Bisignano’s standing-room-only audience might have expected to hear that game-changing technology was the essential building block for better businesses, since the CEO’s success in turning around a troubled First Data was based on his vision for leveraging smart phone technology.
 
Instead, the CEO told his audience that one of the most important building blocks for any business is people, noting that when he took the helm at First Data in 2013, the company was “very insular.” As he led a transformation of the 46-year-old company from the world’s largest traditional payment processor into a financial technology innovator, Bisignano encouraged the formation of enterprise research groups within First Data. Now, the company has affinity groups that represent and research the financial transaction needs of all kinds of consumers, from LGBT and military populations to ethnic communities.
 
“Everything we do is all about bringing more to the client,” he said, noting that First Data systems power payment transactions worldwide at the rate of more than 3,000 every second. “We are a purpose-driven company. We help our clients grow their businesses.”
 
Of its reported annual revenues of more than $11 billion, $1.7 billion comes from business outside the U.S., Bisignano said. And that makes building blocks of inclusion and diversity even more important.
 
“If you want to be a global citizen, you better be inclusive,” he added.
 
The First Data CEO emphasized that diversity and inclusion takes many forms, including young hires learning from older employees who have decades of experience to share, and people of different backgrounds sharing perspectives with each other.
 
“It starts with the team, and respect [for the team members] sits above all,” he said. “Future leaders have to understand [it’s essential] to include everybody. Create the ability for everybody to win.”
 
Bisignano related his experience as a college undergraduate in Kansas to make another point.
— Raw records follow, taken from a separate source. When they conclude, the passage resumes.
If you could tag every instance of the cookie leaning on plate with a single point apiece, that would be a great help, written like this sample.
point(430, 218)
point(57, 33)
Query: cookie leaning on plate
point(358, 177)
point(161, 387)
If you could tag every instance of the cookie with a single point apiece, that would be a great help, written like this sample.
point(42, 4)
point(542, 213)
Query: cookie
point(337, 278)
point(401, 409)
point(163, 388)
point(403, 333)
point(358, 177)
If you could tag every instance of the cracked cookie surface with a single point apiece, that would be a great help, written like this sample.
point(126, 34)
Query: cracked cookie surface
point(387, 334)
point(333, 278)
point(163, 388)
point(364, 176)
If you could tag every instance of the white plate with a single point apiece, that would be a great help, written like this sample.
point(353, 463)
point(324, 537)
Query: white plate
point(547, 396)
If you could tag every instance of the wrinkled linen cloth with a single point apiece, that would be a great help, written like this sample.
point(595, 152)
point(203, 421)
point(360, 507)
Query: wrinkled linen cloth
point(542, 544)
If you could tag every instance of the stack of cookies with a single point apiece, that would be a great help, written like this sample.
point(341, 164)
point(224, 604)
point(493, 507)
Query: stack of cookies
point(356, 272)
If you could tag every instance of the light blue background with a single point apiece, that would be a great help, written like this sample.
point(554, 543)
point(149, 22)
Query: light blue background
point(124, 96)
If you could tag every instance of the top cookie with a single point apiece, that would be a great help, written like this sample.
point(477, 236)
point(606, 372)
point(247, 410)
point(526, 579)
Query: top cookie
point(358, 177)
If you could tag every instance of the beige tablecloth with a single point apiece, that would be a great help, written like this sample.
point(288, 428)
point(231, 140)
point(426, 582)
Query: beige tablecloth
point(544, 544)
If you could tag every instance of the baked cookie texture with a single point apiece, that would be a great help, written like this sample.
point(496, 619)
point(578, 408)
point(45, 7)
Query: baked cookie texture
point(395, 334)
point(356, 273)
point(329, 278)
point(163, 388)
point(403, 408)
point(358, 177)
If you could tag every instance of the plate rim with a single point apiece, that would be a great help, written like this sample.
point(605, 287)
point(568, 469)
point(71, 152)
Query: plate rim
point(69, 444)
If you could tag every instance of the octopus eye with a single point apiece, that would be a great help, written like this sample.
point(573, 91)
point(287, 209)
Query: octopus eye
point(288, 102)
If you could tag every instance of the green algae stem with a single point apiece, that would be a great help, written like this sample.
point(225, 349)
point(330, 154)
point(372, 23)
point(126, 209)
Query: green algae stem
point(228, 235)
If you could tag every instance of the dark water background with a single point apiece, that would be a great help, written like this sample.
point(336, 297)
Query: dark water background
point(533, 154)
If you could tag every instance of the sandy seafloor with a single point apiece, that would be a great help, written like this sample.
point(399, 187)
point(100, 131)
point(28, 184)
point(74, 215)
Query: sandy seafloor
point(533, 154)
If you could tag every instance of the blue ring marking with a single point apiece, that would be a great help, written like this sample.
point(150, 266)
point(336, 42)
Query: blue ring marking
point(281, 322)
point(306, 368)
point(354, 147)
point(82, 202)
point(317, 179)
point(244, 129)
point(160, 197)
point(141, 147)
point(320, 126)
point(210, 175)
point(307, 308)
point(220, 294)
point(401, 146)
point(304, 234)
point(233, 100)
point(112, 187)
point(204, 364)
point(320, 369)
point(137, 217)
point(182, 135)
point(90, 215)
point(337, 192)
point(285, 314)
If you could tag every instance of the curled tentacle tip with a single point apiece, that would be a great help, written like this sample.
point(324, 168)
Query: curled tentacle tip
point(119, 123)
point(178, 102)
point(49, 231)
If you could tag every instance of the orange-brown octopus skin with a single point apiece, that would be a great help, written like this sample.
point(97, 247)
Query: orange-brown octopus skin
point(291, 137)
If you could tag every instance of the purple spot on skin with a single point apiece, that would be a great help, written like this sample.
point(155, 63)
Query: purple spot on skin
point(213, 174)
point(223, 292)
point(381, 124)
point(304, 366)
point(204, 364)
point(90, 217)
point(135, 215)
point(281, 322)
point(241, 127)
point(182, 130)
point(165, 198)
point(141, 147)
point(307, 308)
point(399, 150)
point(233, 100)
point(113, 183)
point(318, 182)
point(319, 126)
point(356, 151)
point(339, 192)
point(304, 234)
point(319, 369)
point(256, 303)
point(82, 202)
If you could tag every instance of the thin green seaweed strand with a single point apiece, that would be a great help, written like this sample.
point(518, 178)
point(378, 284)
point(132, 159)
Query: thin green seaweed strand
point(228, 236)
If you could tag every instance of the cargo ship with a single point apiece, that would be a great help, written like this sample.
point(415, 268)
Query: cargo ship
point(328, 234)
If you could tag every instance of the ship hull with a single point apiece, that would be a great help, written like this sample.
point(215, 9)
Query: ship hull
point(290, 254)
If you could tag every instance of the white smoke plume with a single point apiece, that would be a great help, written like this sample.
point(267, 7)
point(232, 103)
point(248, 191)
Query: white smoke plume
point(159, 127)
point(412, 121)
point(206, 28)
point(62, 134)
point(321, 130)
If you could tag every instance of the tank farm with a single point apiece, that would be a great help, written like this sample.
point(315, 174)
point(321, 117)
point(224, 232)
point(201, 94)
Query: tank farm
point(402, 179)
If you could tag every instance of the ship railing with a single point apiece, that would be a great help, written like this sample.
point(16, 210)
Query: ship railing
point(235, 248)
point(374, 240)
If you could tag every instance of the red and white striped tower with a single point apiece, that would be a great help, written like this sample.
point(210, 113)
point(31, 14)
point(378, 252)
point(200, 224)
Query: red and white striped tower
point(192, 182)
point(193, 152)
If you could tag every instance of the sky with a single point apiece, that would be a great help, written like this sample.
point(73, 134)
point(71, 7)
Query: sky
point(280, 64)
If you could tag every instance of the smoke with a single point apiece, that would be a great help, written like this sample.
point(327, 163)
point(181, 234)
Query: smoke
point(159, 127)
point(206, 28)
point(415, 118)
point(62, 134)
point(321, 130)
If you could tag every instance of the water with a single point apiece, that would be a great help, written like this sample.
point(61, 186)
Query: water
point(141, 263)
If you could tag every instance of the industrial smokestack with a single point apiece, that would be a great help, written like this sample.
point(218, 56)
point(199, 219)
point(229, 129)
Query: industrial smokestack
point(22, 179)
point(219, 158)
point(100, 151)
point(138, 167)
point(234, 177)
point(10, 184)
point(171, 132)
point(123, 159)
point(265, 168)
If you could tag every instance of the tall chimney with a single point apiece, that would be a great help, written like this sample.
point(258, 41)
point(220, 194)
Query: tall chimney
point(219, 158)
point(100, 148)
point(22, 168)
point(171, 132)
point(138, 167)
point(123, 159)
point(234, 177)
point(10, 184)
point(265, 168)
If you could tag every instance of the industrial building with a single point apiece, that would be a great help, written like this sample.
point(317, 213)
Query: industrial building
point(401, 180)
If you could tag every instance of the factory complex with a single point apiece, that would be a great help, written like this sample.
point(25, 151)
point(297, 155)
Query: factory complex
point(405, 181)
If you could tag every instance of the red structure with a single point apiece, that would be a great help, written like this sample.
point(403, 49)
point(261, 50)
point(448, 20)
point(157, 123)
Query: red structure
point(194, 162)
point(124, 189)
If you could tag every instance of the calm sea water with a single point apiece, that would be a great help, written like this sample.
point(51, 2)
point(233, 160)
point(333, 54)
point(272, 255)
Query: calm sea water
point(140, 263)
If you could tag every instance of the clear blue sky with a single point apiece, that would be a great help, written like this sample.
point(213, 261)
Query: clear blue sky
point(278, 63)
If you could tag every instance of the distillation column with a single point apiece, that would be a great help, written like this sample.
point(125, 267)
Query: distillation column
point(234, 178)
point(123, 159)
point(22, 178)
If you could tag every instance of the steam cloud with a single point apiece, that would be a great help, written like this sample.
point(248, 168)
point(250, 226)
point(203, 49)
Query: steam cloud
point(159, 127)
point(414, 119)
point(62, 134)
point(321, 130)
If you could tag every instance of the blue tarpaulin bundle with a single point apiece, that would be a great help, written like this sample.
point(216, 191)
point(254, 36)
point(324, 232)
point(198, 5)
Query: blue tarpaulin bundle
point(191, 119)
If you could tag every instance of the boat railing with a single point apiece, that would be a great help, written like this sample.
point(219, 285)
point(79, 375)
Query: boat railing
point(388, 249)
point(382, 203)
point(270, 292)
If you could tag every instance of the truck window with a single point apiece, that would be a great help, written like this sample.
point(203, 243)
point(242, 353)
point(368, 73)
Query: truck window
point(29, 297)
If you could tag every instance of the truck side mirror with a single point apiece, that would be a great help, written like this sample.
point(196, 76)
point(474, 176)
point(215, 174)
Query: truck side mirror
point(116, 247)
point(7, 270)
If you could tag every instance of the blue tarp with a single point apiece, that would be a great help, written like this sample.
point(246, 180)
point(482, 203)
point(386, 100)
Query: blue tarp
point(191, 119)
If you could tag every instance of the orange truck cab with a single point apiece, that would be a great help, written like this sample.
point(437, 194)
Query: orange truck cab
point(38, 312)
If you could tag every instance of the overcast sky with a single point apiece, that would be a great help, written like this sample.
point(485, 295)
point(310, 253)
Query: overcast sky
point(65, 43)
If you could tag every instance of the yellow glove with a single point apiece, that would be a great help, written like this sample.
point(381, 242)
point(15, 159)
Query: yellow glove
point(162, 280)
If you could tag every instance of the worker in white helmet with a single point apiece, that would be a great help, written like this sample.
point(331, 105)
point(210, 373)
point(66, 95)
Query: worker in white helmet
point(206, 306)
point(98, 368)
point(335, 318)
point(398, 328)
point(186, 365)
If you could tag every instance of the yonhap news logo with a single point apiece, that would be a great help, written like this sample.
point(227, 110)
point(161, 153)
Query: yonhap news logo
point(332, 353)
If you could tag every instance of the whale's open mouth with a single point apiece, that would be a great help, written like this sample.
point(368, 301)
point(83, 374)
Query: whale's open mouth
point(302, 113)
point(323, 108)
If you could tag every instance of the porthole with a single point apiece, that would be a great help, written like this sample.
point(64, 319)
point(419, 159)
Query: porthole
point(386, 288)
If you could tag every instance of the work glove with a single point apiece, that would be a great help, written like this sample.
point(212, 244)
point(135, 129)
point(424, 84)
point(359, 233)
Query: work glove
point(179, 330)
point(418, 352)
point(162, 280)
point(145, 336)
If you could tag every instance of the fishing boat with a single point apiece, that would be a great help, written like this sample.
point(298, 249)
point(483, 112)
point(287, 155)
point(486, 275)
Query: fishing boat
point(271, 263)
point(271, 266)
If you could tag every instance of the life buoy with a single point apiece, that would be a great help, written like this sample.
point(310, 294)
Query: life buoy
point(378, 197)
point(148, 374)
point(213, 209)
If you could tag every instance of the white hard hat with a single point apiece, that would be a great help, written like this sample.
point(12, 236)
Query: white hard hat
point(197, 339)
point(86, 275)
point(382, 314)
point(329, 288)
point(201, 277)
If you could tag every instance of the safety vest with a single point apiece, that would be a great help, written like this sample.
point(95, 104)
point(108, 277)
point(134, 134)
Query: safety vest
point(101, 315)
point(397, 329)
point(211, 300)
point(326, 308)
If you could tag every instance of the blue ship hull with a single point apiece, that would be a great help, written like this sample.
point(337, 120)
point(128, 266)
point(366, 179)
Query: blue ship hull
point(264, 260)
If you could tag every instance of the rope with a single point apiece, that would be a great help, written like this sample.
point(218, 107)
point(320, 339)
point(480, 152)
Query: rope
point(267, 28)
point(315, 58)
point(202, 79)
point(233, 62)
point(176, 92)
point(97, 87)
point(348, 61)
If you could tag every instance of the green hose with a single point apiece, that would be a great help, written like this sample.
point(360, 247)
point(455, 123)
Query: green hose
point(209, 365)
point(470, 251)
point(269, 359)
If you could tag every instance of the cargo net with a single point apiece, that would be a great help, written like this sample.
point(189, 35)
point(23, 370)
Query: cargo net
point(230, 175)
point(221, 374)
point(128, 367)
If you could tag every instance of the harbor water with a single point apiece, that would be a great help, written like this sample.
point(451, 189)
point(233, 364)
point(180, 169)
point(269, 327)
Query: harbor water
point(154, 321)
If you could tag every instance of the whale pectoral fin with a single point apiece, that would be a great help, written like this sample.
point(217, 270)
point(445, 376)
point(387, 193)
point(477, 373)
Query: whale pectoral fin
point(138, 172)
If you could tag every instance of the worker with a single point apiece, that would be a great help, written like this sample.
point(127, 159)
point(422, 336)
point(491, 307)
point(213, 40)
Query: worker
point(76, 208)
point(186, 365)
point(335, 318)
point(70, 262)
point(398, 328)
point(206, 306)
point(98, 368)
Coming from a big city in the Northeast to a Midwestern campus, he said, “taught me what it meant to be different. It’s not only about accepting others; it’s getting them to accept me.” 
 
He advised his student audience to gain experiences that will help them understand others.
 
“Do things that are uncomfortable for you. Try something that is not in your wheelhouse,” he said. A business leader, he added, has to have “a strong belief in supporting your people and understanding what they are going through.”